Sorprende que ayer, en la valoración que los partidos hicieron de la intervención del Rey, la mayoría aplaudiera sus reflexiones, pero como si no fuera con ellos, cuando las principales formaciones afrontan casos de gravísimas irregularidades y deberían sentirse directamente concernidos por las palabras del Monarca.

Resulta chocante oír a Cospedal, secretaria general del PP, afirmar que no puede estar «más de acuerdo» con Don Juan Carlos cuando apela a la ética y a la ejemplaridad en la labor pública, siendo que su partido ha arropado hasta el final el comportamiento de Camps y sólo le empujó a la dimisión cuando ya iba camino del banquillo. O escuchar al socialista Marcelino Iglesias asegurar que el Rey «ha sabido estar a la altura de las circunstancias», después de ver cómo el PSOE ha protegido a Chaves o a Blanco pese a los escándalos que desacreditan a ambos, al margen de cuáles sean sus desenlaces judiciales. A la hora de la verdad, resulta que el único que no se ha agarrado a la excusa de la presunción de inocencia apartando a uno de los suyos de los actos oficiales aun antes de estar imputado ha sido el Rey, y lo ha hecho con alguien de su propia familia, lo cual tiene más valor si cabe.

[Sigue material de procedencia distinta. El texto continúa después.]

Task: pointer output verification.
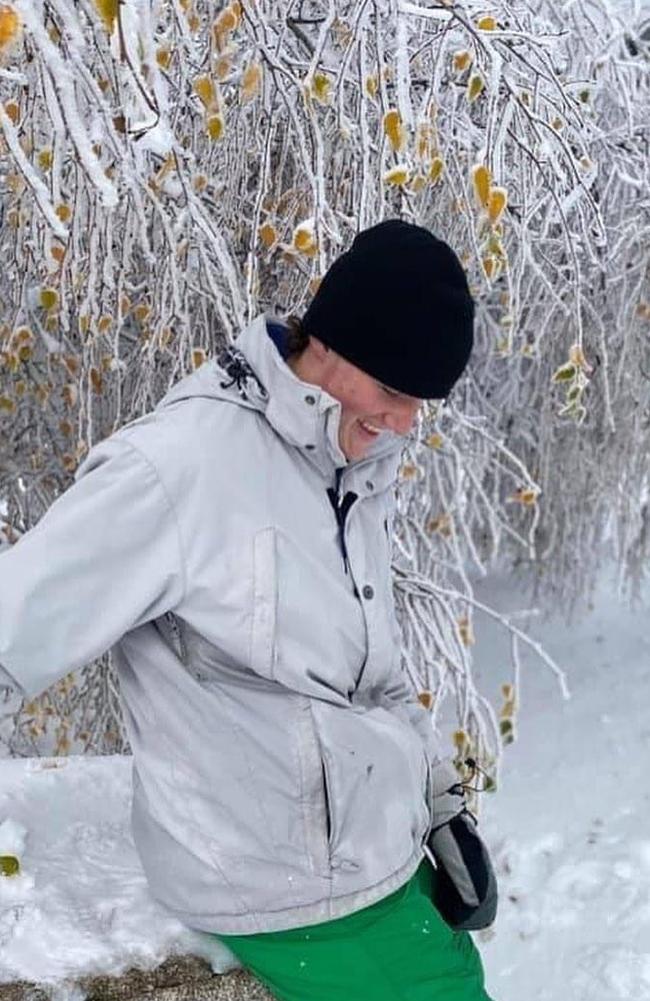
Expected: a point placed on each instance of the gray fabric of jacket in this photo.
(280, 764)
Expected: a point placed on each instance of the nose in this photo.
(402, 414)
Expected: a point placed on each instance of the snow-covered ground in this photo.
(569, 828)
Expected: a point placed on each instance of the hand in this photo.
(466, 892)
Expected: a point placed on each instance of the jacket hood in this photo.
(253, 374)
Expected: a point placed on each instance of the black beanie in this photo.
(398, 305)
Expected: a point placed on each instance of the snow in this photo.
(568, 829)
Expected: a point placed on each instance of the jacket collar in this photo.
(305, 415)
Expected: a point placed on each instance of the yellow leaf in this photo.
(397, 176)
(372, 85)
(9, 865)
(250, 82)
(204, 87)
(44, 159)
(214, 126)
(107, 10)
(436, 169)
(497, 203)
(303, 239)
(9, 26)
(12, 111)
(466, 632)
(320, 86)
(394, 129)
(565, 373)
(526, 495)
(482, 182)
(461, 60)
(475, 87)
(48, 298)
(267, 234)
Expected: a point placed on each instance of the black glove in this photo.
(466, 886)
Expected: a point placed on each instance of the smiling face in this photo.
(367, 406)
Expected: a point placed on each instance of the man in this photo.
(233, 548)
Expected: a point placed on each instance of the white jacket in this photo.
(279, 762)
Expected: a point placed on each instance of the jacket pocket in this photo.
(264, 604)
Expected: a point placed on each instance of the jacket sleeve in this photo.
(103, 560)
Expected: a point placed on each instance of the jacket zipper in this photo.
(342, 507)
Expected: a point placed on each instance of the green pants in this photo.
(399, 949)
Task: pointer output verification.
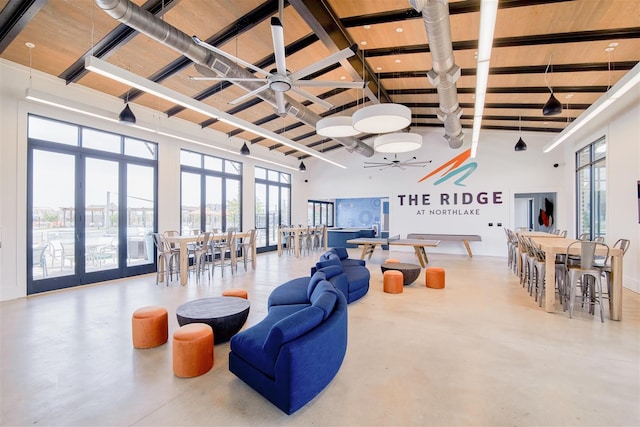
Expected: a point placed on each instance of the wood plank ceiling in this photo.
(571, 35)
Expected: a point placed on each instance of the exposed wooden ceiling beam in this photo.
(236, 28)
(454, 9)
(326, 25)
(117, 38)
(14, 17)
(539, 39)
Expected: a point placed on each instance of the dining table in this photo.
(183, 242)
(297, 232)
(552, 246)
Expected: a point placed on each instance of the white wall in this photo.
(14, 80)
(499, 170)
(621, 127)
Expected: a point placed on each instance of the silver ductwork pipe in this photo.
(444, 73)
(150, 25)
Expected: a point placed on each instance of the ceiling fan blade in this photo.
(200, 78)
(281, 104)
(277, 34)
(249, 95)
(324, 63)
(312, 98)
(325, 83)
(228, 56)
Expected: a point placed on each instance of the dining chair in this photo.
(165, 259)
(246, 247)
(224, 247)
(40, 257)
(199, 251)
(585, 272)
(605, 269)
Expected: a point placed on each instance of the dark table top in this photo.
(212, 307)
(400, 266)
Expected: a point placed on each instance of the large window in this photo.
(211, 193)
(272, 205)
(319, 213)
(91, 205)
(591, 189)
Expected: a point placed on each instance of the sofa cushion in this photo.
(323, 287)
(357, 277)
(326, 301)
(341, 252)
(331, 271)
(316, 278)
(350, 262)
(290, 328)
(292, 292)
(247, 344)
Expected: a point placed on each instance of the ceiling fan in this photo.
(281, 80)
(395, 163)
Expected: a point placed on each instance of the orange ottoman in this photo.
(393, 282)
(192, 350)
(434, 277)
(149, 327)
(235, 292)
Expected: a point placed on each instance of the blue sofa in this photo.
(351, 276)
(296, 350)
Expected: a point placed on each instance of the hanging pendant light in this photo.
(552, 107)
(382, 118)
(400, 142)
(126, 116)
(520, 145)
(336, 127)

Es verdad que se pueden poner peros a las palabras de Don Juan Carlos. Tal y como hemos publicado, la Casa del Rey supo en su día de las actividades de Urdangarin y se limitó a pedirle que se apartara de ese tipo de negocios y a recomendarle que se alejara de España. En las redes sociales se ha criticado también su afirmación de que la Justicia «es igual para todos», cuando precisamente el caso de Urdangarin demuestra que no es así, porque cualquier ciudadano de a pie ya estaría imputado con la misma información que se tiene contra él. Pero la sensación mayoritaria tanto en la calle como en internet es que el Rey ha pasado el examen y se aplaude su coraje de dar la cara. Su referencia a la conducta ejemplar del Príncipe como garante del papel de la Corona fue un acierto realizado por la vía del contraste.

El discurso de Don Juan Carlos es una lección para los políticos. Su mensaje le sitúa al lado de los ciudadanos que creemos que no hay que esperar a una sentencia para depurar responsabilidades políticas. Igual que el yerno del Rey no puede aprovecharse de su condición para firmar contratos inverosímiles con diferentes administraciones, los políticos no pueden llamar «amiguito del alma» a un corruptor profesional, ni dar subvenciones a la empresa de su hija ni citarse con empresarios turbios en gasolineras. Son conductas que descalifican a un representante público, sean o no delictivas.